Christopher, can you articulate further how a tool that runs on someones desktop would become part of kbase? Are you thinking of distributing the tool executable or enabling a remote desktop capability that runs on kbase hardware? I think you are talking about the latter.
Tom, sorry for the response latency here. As I can recollect, the point I was making is that the runtime environment available on a KBase server should be a superset of a "standard" bioscience desktop environment, or extended beyond standard. So, if someone has developed a Python module that carries out a class of analyses from a command line or a GUI (Tkinter, Qt, whatever), migrating that to KBase should be made simple -- the appropriate Python interpreter is available, the graphics libraries and Pythonized modules are there, etc. On the other hand, if the bullet (I think it's now 6.1, not 5.1 as I wrote earlier) refers to the computing environment for KBase implementors, the decisions don't impact the user community as directly.

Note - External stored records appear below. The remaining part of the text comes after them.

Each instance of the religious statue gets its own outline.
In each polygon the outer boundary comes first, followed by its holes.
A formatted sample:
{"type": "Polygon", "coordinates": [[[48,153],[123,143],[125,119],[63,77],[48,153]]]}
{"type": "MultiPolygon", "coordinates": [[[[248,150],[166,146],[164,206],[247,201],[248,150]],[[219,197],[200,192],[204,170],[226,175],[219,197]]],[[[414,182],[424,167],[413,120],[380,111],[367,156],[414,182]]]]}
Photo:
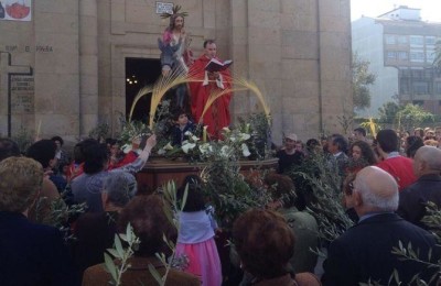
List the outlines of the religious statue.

I'm not clear on the workflows to be associated with KBase (I suppose this is part of the current planning process). Will applications be server-side through a Web interface? Or will people have login shells to run command-line tools? Or will a consistent data interface be exposed so that client-side apps could access the KBase data "seamlessly"? Will virtualization play a role, such that each user might customize their environment right down to the OS, with "KBase" enabling a consistent interface to data and apps that may or may not be executable in a user's environment?